La faccenda si potrebbe liquidare così soltanto se non fosse assai sinistro che un generale, al
comando di 59.874 militari in armi, non accetta di essere alle "dirette dipendenze" di un governo
che gode della piena fiducia del Parlamento. Roberto Speciale non ne riconosce il potere, la
legittimità, il dovere costituzionale di decidere dell'indirizzo politico e amministrativo del Paese e
quindi anche di scegliere chi deve essere o non deve essere alla guida di un corpo, "parte integrante
delle Forze Armate dello Stato e della forza pubblica".
Scrive al presidente della Repubblica, perché "è al di sopra di tutto, anche della politica, anche del
governo". E' uno schiaffo all'Esecutivo, che non sorprende in un soldato infedele. Stupisce che il
Quirinale accetti di ricevere la lettera del generale.
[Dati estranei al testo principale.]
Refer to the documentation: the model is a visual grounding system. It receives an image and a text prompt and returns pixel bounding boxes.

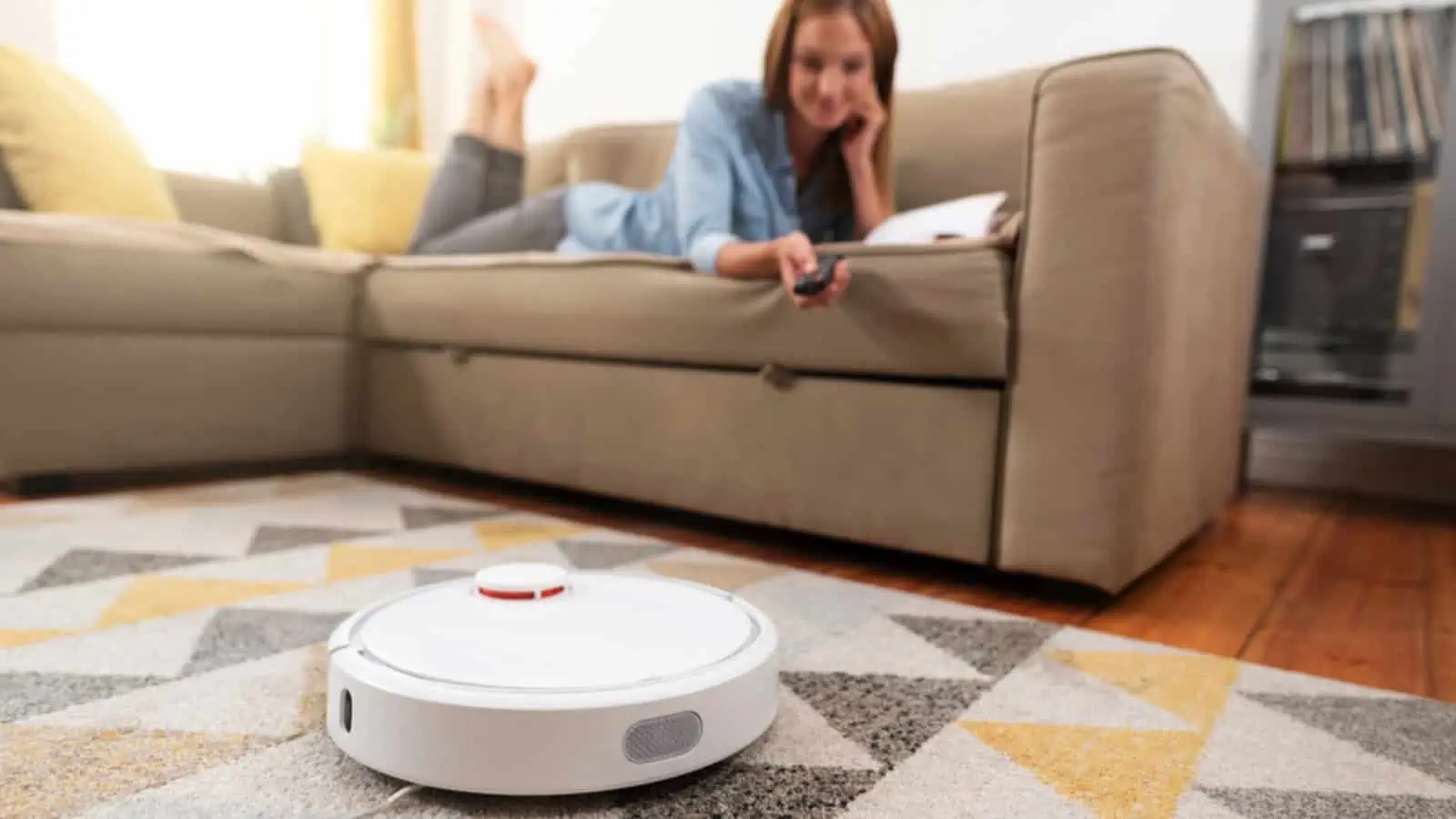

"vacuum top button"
[475,562,568,601]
Che, implicitamente, acconsenta che Speciale
possa dimettersi da una responsabilità che non ha più e che nessuno - tanto meno il governo - gli ha
riconosciuto.
Meraviglia che il presidente della Repubblica acconsenta che un generale non si dimetta nelle mani
dell'autorità politica a cui è sottordinato, di cui è dipendente. Confonde che il capo dello Stato
accetti di svolgere il ruolo del tutto improprio di destinatario di una lettera che abusivamente gli è
stata consegnata, chiudendo gli occhi sul disprezzo che il generale assegna al governo per di più
prendendo per buono un presunto "spirito di servizio verso le istituzioni".
E' un pericoloso, e inedito, precedente nella storia della Repubblica. Dovremo presto attenderci che
il capo della polizia rifiuti di dimettersi nelle mani del ministro dell'Interno o che il capo di Stato
maggiore della Difesa non consegni il suo addio al ministro della Difesa, tanto del governo si può
fare a meno?
La sensazione è che questo "caso Speciale", nato dalla debolezza del governo e dalla volontà di
compromesso con un minaccioso network spionistico e illegale, di cui il generale è stato attore di
prima fila, moltiplicherà le sue muffe, se non affrontato con energia. Di compromesso in
compromesso, di timidezza in timidezza, siamo arrivati alla delegittimazione dei poteri del governo.
Considerare quel soldato sleale e infedele, come pare fare oggi la maggioranza, soltanto un
dissipatore di risorse pubbliche per qualche viaggio a sbafo in elicottero non è una buona strada.
Meglio sarebbe ricordare la proposta del generale "tutto d'un pezzo" di violare i segreti d'ufficio
avanzata al vice-ministro Visco (e rifiutata). O tenere a mente quando, con il governo di centrodestra, i segreti della Guardia di Finanza diventavano pubblici per essere utilizzati, in piena
campagna elettorale, da Silvio Berlusconi con denunce alla magistratura. Pensare di lisciare il pelo a
quel soldato e ai soldati come lui, è peggio di una cattiva idea. E' un errore politico e istituzionale.